# 97 Chevy Cavalier Transmission cooler lines



## jojogoal4 (Dec 7, 2009)

I am trying to replace my Transmission cooler lines and i am having trouble replacing the one (out line) attached to the radiator. I heard that i need to replace the radiator itself just for this line. is that true or could anyone help me out and tell me an easy way to do it? thank you


----------



## Snoopdogie187 (Jun 27, 2002)

I don't know cavaliers that well, but on the radiator, you should see two big hoses going to it, and two small ones. Look at how the small ones connect. Most are just rubber hoses that are clamped onto the radiator. If that is the case you can just change them.

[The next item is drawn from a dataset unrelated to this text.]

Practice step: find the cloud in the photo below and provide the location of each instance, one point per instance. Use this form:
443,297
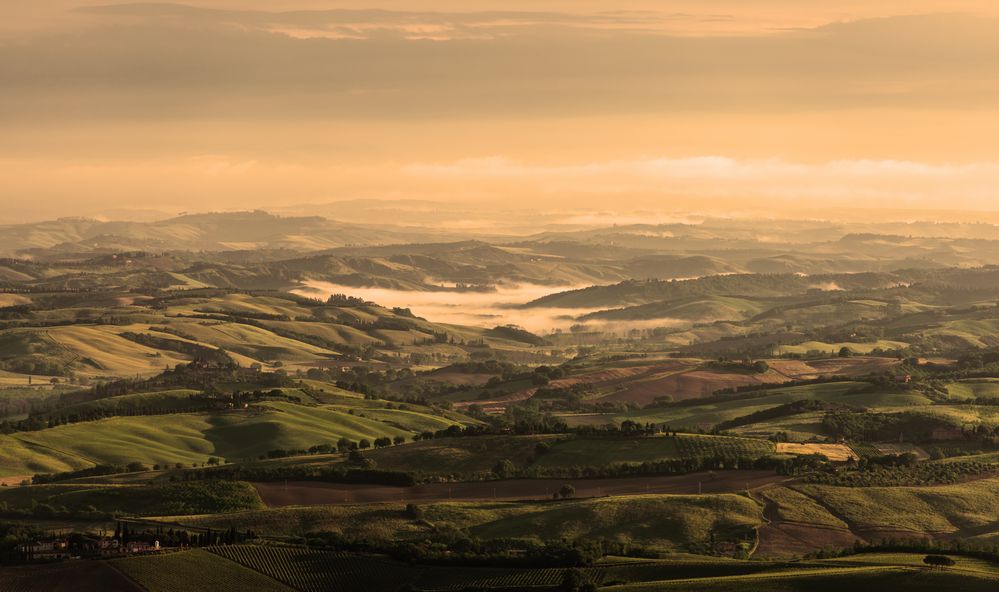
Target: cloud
852,182
378,64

Well, I just looked at autozone at the pictures of the lines, it looks like they unscrew and you can just change the lines.
So look at the radiator where it connects, and you should see them. They can be tough to get to, and it might be easier to remove the radiator first, or at least loosen it up. But you should still be able to do it. Just remember that you can look from the bottom of the car as well as the top. Sometimes it might be easier to get one or both lines from below. Just remember that some fluids will drip when you take them off, so be ready with a pan. 

I would look at the condition of the radiator anyway, They are more expensive, but if it fails, it can be costly.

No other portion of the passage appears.